Strathearn is important in demonstrating the pattern of Queensland's history, built under the Anzac Cottage Scheme to provide accommodation for the families of Queensland enlisted soldiers or sailors who died during World War I. These houses were funded with the proceeds of the Queensland lottery, draws three, four and five.

The place demonstrates rare, uncommon or endangered aspects of Queensland's cultural heritage.

Strathearn is a rare aspect of Queensland's cultural heritage as one of the last Anzac Cottages, built under the Anzac Cottage Scheme, to be held by the Public Trustee.

The place is important in demonstrating the principal characteristics of a particular class of cultural places.

Strathearn is intact and in original condition, and as such is important in demonstrating the principal characteristics of an Anzac Cottage.

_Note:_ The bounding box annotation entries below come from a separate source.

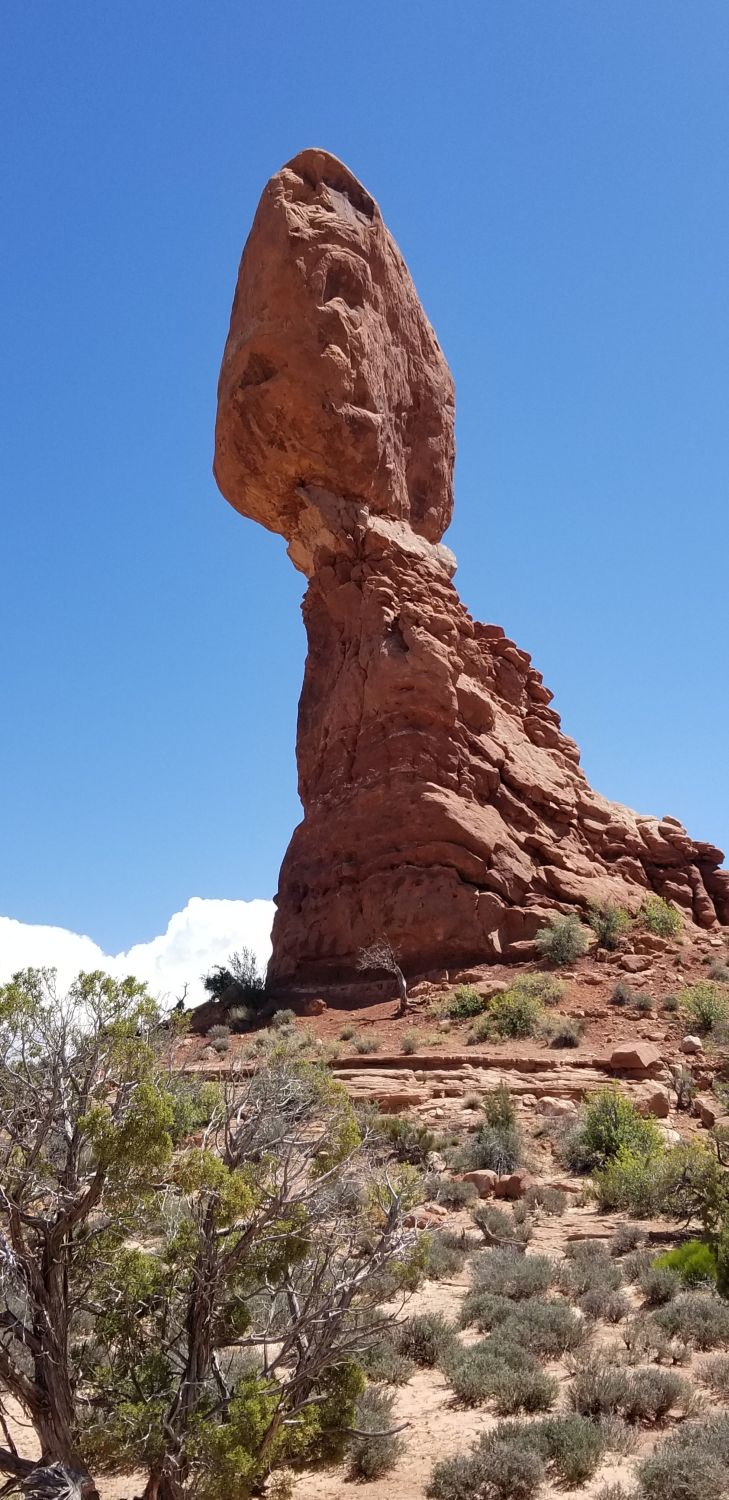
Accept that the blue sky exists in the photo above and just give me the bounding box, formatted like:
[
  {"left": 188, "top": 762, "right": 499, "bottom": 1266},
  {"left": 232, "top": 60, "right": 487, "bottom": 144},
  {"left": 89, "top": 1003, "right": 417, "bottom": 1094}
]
[{"left": 0, "top": 0, "right": 729, "bottom": 950}]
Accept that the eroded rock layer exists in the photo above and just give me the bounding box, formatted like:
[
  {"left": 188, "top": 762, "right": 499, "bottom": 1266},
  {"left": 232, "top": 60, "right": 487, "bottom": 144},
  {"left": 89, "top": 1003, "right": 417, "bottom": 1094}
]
[{"left": 215, "top": 150, "right": 729, "bottom": 983}]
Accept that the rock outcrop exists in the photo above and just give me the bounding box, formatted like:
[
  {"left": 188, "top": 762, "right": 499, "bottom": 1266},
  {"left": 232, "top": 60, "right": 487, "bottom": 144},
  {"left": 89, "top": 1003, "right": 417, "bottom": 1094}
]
[{"left": 215, "top": 150, "right": 729, "bottom": 984}]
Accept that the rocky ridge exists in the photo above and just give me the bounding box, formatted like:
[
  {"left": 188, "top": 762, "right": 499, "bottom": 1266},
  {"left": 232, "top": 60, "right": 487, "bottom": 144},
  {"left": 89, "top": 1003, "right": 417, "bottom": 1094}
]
[{"left": 215, "top": 150, "right": 729, "bottom": 987}]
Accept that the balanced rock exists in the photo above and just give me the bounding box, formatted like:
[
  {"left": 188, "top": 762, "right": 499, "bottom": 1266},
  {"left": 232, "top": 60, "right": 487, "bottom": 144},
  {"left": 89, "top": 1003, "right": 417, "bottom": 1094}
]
[{"left": 215, "top": 150, "right": 729, "bottom": 987}]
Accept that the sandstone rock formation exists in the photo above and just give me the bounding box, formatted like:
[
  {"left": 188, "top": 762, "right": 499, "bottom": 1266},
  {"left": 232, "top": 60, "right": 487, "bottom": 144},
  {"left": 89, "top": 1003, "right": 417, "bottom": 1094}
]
[{"left": 215, "top": 150, "right": 729, "bottom": 984}]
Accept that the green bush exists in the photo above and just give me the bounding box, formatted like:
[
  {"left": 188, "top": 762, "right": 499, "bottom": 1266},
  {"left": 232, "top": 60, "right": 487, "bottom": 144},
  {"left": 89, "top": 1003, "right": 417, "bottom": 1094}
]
[
  {"left": 534, "top": 912, "right": 590, "bottom": 968},
  {"left": 482, "top": 1083, "right": 516, "bottom": 1130},
  {"left": 548, "top": 1016, "right": 582, "bottom": 1047},
  {"left": 374, "top": 1115, "right": 438, "bottom": 1167},
  {"left": 471, "top": 1250, "right": 557, "bottom": 1302},
  {"left": 654, "top": 1292, "right": 729, "bottom": 1350},
  {"left": 678, "top": 980, "right": 729, "bottom": 1032},
  {"left": 350, "top": 1386, "right": 405, "bottom": 1479},
  {"left": 510, "top": 974, "right": 564, "bottom": 1005},
  {"left": 440, "top": 984, "right": 489, "bottom": 1022},
  {"left": 638, "top": 896, "right": 684, "bottom": 938},
  {"left": 654, "top": 1239, "right": 717, "bottom": 1287},
  {"left": 588, "top": 902, "right": 633, "bottom": 948},
  {"left": 396, "top": 1313, "right": 459, "bottom": 1370},
  {"left": 593, "top": 1140, "right": 728, "bottom": 1233},
  {"left": 570, "top": 1088, "right": 663, "bottom": 1172},
  {"left": 485, "top": 984, "right": 545, "bottom": 1038}
]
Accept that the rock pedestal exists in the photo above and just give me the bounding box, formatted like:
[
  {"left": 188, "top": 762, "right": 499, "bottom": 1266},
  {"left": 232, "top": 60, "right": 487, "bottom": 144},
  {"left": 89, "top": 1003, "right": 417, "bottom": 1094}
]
[{"left": 215, "top": 150, "right": 729, "bottom": 984}]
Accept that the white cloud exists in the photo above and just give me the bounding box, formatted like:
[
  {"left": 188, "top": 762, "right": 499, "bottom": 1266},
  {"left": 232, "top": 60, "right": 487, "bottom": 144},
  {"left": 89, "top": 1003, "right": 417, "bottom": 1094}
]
[{"left": 0, "top": 896, "right": 275, "bottom": 1005}]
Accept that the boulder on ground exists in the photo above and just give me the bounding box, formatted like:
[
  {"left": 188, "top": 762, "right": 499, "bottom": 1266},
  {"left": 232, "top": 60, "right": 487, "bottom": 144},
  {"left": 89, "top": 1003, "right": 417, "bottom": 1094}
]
[
  {"left": 611, "top": 1041, "right": 662, "bottom": 1079},
  {"left": 464, "top": 1167, "right": 498, "bottom": 1199}
]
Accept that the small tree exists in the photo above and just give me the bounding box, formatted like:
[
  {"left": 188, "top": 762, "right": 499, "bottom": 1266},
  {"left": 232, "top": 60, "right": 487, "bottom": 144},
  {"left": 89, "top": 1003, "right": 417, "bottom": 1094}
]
[
  {"left": 0, "top": 971, "right": 419, "bottom": 1500},
  {"left": 0, "top": 969, "right": 174, "bottom": 1500},
  {"left": 357, "top": 938, "right": 410, "bottom": 1016}
]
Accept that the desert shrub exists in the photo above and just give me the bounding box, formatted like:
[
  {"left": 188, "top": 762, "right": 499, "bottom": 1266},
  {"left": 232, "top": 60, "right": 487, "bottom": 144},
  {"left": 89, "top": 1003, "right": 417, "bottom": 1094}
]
[
  {"left": 533, "top": 1412, "right": 606, "bottom": 1485},
  {"left": 471, "top": 1250, "right": 557, "bottom": 1302},
  {"left": 578, "top": 1287, "right": 630, "bottom": 1323},
  {"left": 609, "top": 980, "right": 638, "bottom": 1007},
  {"left": 621, "top": 1313, "right": 681, "bottom": 1365},
  {"left": 522, "top": 1182, "right": 570, "bottom": 1218},
  {"left": 570, "top": 1355, "right": 630, "bottom": 1418},
  {"left": 567, "top": 1086, "right": 663, "bottom": 1172},
  {"left": 359, "top": 1335, "right": 417, "bottom": 1386},
  {"left": 426, "top": 1428, "right": 545, "bottom": 1500},
  {"left": 354, "top": 1037, "right": 380, "bottom": 1058},
  {"left": 698, "top": 1355, "right": 729, "bottom": 1401},
  {"left": 396, "top": 1313, "right": 459, "bottom": 1370},
  {"left": 482, "top": 1083, "right": 516, "bottom": 1130},
  {"left": 654, "top": 1292, "right": 729, "bottom": 1350},
  {"left": 350, "top": 1386, "right": 405, "bottom": 1479},
  {"left": 375, "top": 1115, "right": 438, "bottom": 1167},
  {"left": 588, "top": 902, "right": 632, "bottom": 948},
  {"left": 473, "top": 1203, "right": 531, "bottom": 1245},
  {"left": 654, "top": 1239, "right": 717, "bottom": 1287},
  {"left": 423, "top": 1172, "right": 479, "bottom": 1209},
  {"left": 459, "top": 1292, "right": 515, "bottom": 1334},
  {"left": 560, "top": 1241, "right": 623, "bottom": 1298},
  {"left": 426, "top": 1229, "right": 473, "bottom": 1281},
  {"left": 270, "top": 1010, "right": 296, "bottom": 1031},
  {"left": 638, "top": 1413, "right": 729, "bottom": 1500},
  {"left": 545, "top": 1016, "right": 582, "bottom": 1047},
  {"left": 678, "top": 980, "right": 729, "bottom": 1032},
  {"left": 494, "top": 1298, "right": 590, "bottom": 1359},
  {"left": 440, "top": 984, "right": 489, "bottom": 1022},
  {"left": 623, "top": 1365, "right": 693, "bottom": 1422},
  {"left": 512, "top": 974, "right": 564, "bottom": 1005},
  {"left": 593, "top": 1140, "right": 728, "bottom": 1233},
  {"left": 638, "top": 1262, "right": 681, "bottom": 1308},
  {"left": 534, "top": 912, "right": 590, "bottom": 968},
  {"left": 453, "top": 1124, "right": 524, "bottom": 1173},
  {"left": 611, "top": 1224, "right": 644, "bottom": 1256},
  {"left": 446, "top": 1338, "right": 560, "bottom": 1416},
  {"left": 486, "top": 984, "right": 545, "bottom": 1038},
  {"left": 638, "top": 896, "right": 684, "bottom": 938},
  {"left": 207, "top": 1026, "right": 231, "bottom": 1053}
]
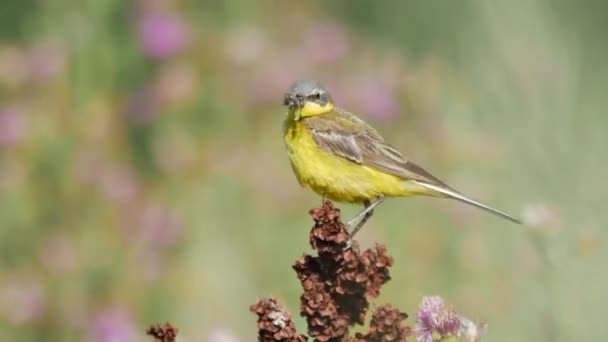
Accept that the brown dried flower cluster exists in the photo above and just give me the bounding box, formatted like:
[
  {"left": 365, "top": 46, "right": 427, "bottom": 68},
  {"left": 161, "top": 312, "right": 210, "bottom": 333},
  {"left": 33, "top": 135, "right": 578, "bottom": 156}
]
[
  {"left": 294, "top": 201, "right": 393, "bottom": 341},
  {"left": 146, "top": 323, "right": 177, "bottom": 342},
  {"left": 353, "top": 304, "right": 412, "bottom": 342},
  {"left": 251, "top": 201, "right": 410, "bottom": 342},
  {"left": 249, "top": 298, "right": 308, "bottom": 342}
]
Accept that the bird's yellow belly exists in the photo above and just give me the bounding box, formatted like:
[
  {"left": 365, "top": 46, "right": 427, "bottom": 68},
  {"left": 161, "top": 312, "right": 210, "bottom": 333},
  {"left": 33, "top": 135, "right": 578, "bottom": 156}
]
[{"left": 285, "top": 123, "right": 414, "bottom": 203}]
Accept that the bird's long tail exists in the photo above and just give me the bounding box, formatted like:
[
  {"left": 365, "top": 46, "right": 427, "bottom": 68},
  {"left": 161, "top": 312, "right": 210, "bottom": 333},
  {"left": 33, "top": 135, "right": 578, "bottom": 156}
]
[{"left": 416, "top": 181, "right": 521, "bottom": 224}]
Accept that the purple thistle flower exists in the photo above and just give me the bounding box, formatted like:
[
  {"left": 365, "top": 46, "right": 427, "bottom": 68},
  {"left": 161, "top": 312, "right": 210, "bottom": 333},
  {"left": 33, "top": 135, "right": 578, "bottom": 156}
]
[
  {"left": 414, "top": 296, "right": 460, "bottom": 342},
  {"left": 138, "top": 13, "right": 189, "bottom": 59}
]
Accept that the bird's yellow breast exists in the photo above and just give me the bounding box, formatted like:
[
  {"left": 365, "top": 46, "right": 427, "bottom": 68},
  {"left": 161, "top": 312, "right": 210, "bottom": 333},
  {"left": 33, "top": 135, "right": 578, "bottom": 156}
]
[{"left": 285, "top": 117, "right": 409, "bottom": 203}]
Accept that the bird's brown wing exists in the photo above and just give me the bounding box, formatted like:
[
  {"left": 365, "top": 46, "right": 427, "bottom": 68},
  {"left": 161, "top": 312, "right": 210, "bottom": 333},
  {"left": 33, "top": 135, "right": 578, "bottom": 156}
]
[{"left": 302, "top": 108, "right": 448, "bottom": 187}]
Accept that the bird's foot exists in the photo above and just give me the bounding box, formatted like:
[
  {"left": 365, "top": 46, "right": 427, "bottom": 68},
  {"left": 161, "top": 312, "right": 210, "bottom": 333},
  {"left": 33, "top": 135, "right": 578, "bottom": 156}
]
[{"left": 346, "top": 195, "right": 384, "bottom": 239}]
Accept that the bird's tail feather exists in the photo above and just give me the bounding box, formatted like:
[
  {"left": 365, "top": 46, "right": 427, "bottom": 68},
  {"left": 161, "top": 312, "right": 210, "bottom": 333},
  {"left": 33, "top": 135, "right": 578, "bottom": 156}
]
[{"left": 416, "top": 181, "right": 521, "bottom": 224}]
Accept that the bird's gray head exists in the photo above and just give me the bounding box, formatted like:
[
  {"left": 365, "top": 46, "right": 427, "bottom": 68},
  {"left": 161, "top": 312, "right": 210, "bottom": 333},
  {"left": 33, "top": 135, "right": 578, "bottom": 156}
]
[{"left": 283, "top": 80, "right": 333, "bottom": 108}]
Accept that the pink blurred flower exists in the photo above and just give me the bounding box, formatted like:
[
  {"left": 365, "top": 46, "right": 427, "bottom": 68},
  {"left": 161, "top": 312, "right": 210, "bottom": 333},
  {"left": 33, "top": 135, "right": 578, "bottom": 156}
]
[
  {"left": 137, "top": 12, "right": 189, "bottom": 59},
  {"left": 0, "top": 108, "right": 26, "bottom": 147},
  {"left": 90, "top": 307, "right": 140, "bottom": 342},
  {"left": 0, "top": 280, "right": 46, "bottom": 324},
  {"left": 27, "top": 41, "right": 67, "bottom": 81},
  {"left": 351, "top": 79, "right": 399, "bottom": 120},
  {"left": 414, "top": 296, "right": 460, "bottom": 342},
  {"left": 304, "top": 23, "right": 350, "bottom": 63}
]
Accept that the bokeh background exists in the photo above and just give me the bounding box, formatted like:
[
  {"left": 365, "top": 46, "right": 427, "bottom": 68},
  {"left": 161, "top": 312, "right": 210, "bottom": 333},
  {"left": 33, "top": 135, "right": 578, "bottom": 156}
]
[{"left": 0, "top": 0, "right": 608, "bottom": 342}]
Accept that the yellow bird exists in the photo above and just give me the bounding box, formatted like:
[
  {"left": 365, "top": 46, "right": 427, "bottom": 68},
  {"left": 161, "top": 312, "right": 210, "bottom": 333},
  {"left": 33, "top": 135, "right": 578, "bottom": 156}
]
[{"left": 283, "top": 81, "right": 520, "bottom": 236}]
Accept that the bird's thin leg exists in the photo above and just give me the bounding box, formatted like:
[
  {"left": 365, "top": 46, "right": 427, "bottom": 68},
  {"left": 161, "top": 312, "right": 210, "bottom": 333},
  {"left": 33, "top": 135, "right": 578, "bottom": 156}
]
[{"left": 346, "top": 195, "right": 384, "bottom": 239}]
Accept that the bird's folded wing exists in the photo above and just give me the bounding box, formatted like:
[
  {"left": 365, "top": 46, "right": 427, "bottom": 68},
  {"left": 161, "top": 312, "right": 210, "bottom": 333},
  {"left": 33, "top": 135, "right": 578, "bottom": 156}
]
[{"left": 303, "top": 109, "right": 447, "bottom": 187}]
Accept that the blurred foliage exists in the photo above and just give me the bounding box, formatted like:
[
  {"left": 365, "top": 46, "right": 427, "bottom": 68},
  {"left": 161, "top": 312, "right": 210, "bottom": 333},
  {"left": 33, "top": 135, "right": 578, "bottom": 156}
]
[{"left": 0, "top": 0, "right": 608, "bottom": 342}]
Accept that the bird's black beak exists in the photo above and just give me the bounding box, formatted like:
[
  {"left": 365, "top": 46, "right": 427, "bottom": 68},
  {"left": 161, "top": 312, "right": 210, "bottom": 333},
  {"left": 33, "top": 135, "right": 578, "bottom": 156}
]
[{"left": 283, "top": 93, "right": 304, "bottom": 109}]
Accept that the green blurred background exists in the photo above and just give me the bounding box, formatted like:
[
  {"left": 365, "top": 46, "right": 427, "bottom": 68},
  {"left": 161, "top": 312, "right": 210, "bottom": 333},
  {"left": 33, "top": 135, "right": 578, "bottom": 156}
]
[{"left": 0, "top": 0, "right": 608, "bottom": 342}]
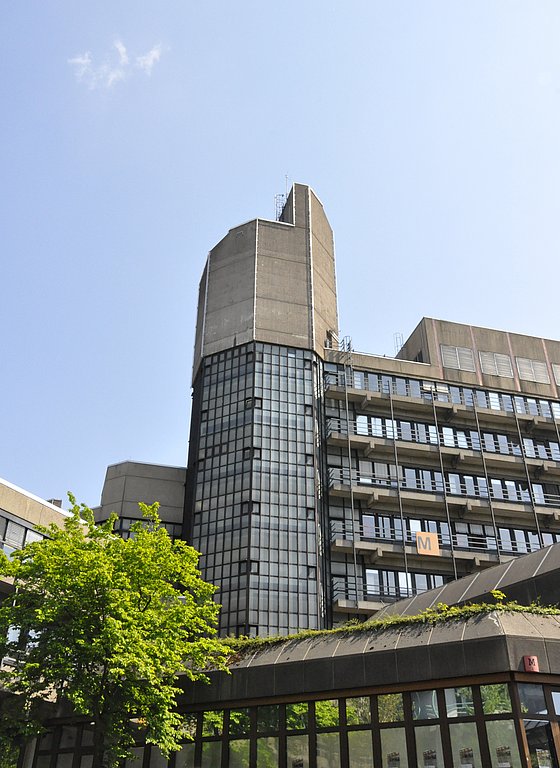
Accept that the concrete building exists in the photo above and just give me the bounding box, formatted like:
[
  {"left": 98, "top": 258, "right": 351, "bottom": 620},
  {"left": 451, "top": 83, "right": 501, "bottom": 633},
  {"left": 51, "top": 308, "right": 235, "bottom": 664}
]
[
  {"left": 183, "top": 184, "right": 560, "bottom": 635},
  {"left": 93, "top": 461, "right": 186, "bottom": 538},
  {"left": 29, "top": 544, "right": 560, "bottom": 768},
  {"left": 0, "top": 478, "right": 68, "bottom": 601}
]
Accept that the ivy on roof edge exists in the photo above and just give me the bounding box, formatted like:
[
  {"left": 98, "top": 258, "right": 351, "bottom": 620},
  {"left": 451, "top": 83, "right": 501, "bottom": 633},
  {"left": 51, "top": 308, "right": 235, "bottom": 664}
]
[{"left": 225, "top": 589, "right": 560, "bottom": 654}]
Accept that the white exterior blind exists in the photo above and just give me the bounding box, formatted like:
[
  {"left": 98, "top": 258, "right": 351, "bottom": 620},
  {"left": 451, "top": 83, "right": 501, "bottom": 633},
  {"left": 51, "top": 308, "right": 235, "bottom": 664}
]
[
  {"left": 479, "top": 352, "right": 513, "bottom": 379},
  {"left": 515, "top": 357, "right": 550, "bottom": 384},
  {"left": 440, "top": 344, "right": 476, "bottom": 371}
]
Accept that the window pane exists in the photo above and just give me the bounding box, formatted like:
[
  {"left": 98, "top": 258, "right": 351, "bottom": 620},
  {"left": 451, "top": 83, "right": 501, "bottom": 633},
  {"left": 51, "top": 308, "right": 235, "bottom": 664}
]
[
  {"left": 315, "top": 699, "right": 339, "bottom": 728},
  {"left": 228, "top": 739, "right": 250, "bottom": 768},
  {"left": 346, "top": 696, "right": 371, "bottom": 725},
  {"left": 523, "top": 720, "right": 558, "bottom": 768},
  {"left": 411, "top": 691, "right": 439, "bottom": 720},
  {"left": 518, "top": 683, "right": 547, "bottom": 715},
  {"left": 202, "top": 710, "right": 224, "bottom": 736},
  {"left": 229, "top": 709, "right": 251, "bottom": 736},
  {"left": 317, "top": 733, "right": 340, "bottom": 768},
  {"left": 175, "top": 744, "right": 194, "bottom": 768},
  {"left": 381, "top": 728, "right": 408, "bottom": 768},
  {"left": 200, "top": 741, "right": 222, "bottom": 768},
  {"left": 449, "top": 723, "right": 482, "bottom": 768},
  {"left": 348, "top": 731, "right": 373, "bottom": 768},
  {"left": 150, "top": 744, "right": 168, "bottom": 768},
  {"left": 257, "top": 736, "right": 278, "bottom": 768},
  {"left": 286, "top": 703, "right": 307, "bottom": 731},
  {"left": 286, "top": 736, "right": 309, "bottom": 768},
  {"left": 257, "top": 704, "right": 278, "bottom": 733},
  {"left": 445, "top": 685, "right": 474, "bottom": 717},
  {"left": 486, "top": 720, "right": 521, "bottom": 768},
  {"left": 414, "top": 725, "right": 443, "bottom": 768},
  {"left": 480, "top": 683, "right": 511, "bottom": 715},
  {"left": 377, "top": 693, "right": 404, "bottom": 723}
]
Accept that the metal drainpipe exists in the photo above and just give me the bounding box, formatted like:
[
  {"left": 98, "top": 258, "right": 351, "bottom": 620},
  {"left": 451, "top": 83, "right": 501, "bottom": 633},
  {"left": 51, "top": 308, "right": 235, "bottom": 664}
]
[
  {"left": 428, "top": 387, "right": 457, "bottom": 579},
  {"left": 512, "top": 397, "right": 544, "bottom": 549},
  {"left": 343, "top": 341, "right": 358, "bottom": 610},
  {"left": 473, "top": 389, "right": 502, "bottom": 563},
  {"left": 389, "top": 379, "right": 408, "bottom": 588}
]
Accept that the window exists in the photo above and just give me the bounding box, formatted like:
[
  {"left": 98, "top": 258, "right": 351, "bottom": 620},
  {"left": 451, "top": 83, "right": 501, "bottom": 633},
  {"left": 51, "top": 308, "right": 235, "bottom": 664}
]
[
  {"left": 515, "top": 357, "right": 550, "bottom": 384},
  {"left": 441, "top": 344, "right": 476, "bottom": 371},
  {"left": 478, "top": 352, "right": 513, "bottom": 379}
]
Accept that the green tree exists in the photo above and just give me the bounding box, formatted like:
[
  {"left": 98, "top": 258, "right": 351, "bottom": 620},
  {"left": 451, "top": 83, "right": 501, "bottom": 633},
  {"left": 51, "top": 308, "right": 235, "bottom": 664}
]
[{"left": 0, "top": 496, "right": 230, "bottom": 768}]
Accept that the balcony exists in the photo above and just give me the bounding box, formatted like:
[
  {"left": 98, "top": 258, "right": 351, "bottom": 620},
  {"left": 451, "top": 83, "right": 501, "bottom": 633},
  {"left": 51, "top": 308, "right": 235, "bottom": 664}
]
[
  {"left": 329, "top": 467, "right": 560, "bottom": 525},
  {"left": 324, "top": 371, "right": 560, "bottom": 432},
  {"left": 330, "top": 520, "right": 540, "bottom": 575},
  {"left": 327, "top": 417, "right": 560, "bottom": 480}
]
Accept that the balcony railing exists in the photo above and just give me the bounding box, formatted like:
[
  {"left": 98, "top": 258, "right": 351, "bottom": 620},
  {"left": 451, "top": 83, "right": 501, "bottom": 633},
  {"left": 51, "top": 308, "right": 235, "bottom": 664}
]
[
  {"left": 327, "top": 418, "right": 560, "bottom": 461},
  {"left": 329, "top": 467, "right": 560, "bottom": 507},
  {"left": 331, "top": 520, "right": 540, "bottom": 556},
  {"left": 325, "top": 371, "right": 560, "bottom": 420},
  {"left": 332, "top": 579, "right": 418, "bottom": 603}
]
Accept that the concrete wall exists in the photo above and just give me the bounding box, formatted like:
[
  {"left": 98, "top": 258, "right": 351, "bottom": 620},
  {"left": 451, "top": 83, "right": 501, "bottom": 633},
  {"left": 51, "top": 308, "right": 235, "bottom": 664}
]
[
  {"left": 0, "top": 479, "right": 68, "bottom": 526},
  {"left": 94, "top": 461, "right": 186, "bottom": 525},
  {"left": 0, "top": 479, "right": 68, "bottom": 601},
  {"left": 398, "top": 317, "right": 560, "bottom": 398},
  {"left": 193, "top": 184, "right": 338, "bottom": 381}
]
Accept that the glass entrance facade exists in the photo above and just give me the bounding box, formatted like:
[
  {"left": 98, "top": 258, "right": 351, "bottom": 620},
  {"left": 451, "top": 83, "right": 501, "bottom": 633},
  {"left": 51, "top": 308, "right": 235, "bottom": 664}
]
[{"left": 32, "top": 675, "right": 560, "bottom": 768}]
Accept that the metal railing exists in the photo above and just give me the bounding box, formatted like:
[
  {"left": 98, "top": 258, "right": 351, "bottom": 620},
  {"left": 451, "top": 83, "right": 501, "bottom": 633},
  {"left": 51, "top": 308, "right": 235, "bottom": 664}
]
[
  {"left": 329, "top": 467, "right": 560, "bottom": 507},
  {"left": 332, "top": 579, "right": 420, "bottom": 603},
  {"left": 330, "top": 520, "right": 540, "bottom": 555},
  {"left": 325, "top": 371, "right": 560, "bottom": 419},
  {"left": 327, "top": 417, "right": 560, "bottom": 461}
]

The place is important because of its aesthetic significance.

Strathearn is of aesthetic significance, adding to the streetscape of Quarry Road.

The place has a strong or special association with a particular community or cultural group for social, cultural or spiritual reasons.

The place has a special association with the Queensland community as evidence of the community's response of support for the families of those killed during World War I.

The place has a special association with the life or work of a particular person, group or organisation of importance in Queensland's history.

The place has a special association with the work of the Anzac Cottage Trust, a sub-committee of the Queensland War Council. Strathearn also has a special association with the Queensland lottery. The Trust constructed many cottages with funds raised in Queensland lottery, draws three, four and five.